Overall, it's a great book. The only problem I had with it is that it still feels like a movie, not a comic. It's about the length of a typical movie but could have been longer. The situations and visuals seem to be written for a movie. The degree of "outrageousness" seems perfect for a movie but aren't as extreme as a comic could take them. This doesn't make the story bad but I think it would have been much better on film.

The opposite of Birth of a Nation is American Splendor Presents Bob and Harv's Comics. The stories mainly cover the not-so-superheroic life of Harvey Pekar, a file clerk in Cleveland. Years before Seinfeld hit it big with a show about nothing, Pekar essentially did the same thing with his real life. The eternally strange R. Crumb provides the artwork—it's not as shocking as some of his underground stuff but it fits with Pekar's situations and story-telling. Some stories run four panels, others are several pages, but each one is its ideal length. The pacing, the presentation, the mesh of words and art all precisely fit the medium.

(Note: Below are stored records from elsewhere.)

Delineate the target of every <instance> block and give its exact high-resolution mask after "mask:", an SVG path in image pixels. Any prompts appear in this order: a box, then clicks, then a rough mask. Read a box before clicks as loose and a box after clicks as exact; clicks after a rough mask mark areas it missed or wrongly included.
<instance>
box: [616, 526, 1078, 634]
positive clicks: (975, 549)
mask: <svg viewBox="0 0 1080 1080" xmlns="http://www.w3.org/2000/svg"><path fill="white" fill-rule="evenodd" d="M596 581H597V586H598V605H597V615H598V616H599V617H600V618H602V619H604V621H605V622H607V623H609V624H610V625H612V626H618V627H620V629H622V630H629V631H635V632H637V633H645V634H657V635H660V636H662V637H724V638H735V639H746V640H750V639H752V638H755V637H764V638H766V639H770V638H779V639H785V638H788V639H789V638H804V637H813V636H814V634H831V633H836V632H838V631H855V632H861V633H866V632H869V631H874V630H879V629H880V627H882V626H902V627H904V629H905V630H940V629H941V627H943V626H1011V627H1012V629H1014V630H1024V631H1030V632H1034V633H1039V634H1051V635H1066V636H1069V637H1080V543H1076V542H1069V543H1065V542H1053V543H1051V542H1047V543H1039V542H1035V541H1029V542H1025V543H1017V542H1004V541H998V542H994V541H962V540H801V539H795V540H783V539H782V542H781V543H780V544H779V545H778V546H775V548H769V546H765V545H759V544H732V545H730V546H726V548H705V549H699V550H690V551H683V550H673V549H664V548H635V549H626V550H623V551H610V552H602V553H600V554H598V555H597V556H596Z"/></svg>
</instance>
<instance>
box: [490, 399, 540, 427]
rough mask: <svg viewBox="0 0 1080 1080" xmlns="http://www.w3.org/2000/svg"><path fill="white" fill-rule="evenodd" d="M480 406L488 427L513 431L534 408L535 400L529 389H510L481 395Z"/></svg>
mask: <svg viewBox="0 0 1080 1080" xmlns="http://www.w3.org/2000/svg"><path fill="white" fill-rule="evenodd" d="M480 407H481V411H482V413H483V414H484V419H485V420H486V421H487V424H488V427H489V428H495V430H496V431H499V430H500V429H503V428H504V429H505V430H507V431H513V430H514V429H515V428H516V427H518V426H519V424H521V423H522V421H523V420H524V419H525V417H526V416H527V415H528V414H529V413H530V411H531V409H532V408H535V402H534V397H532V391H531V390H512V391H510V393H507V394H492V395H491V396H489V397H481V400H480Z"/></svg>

I've been a fan of Aaron McGruder for a while but avoided American Splendor up to this point (although I can't tell you why). I can't think of a better contemporary comic strip than Boondocks but American Splendor is a better comic. Birth of a Nation has a great story and I urge everyone to buy a copy if for no other reason than to piss off the tight-asses but it still feels like an adaptation of the greatest movie never made. Maybe if the book sells well enough, a Hollywood producer will take a chance on it. . . although as perfect as it is for film media, a studio would feel compelled to "improve" things. They did make a movie based on American Splendor but I doubt if anyone's got the inclination to give Birth of a Nation the treatment it deserves.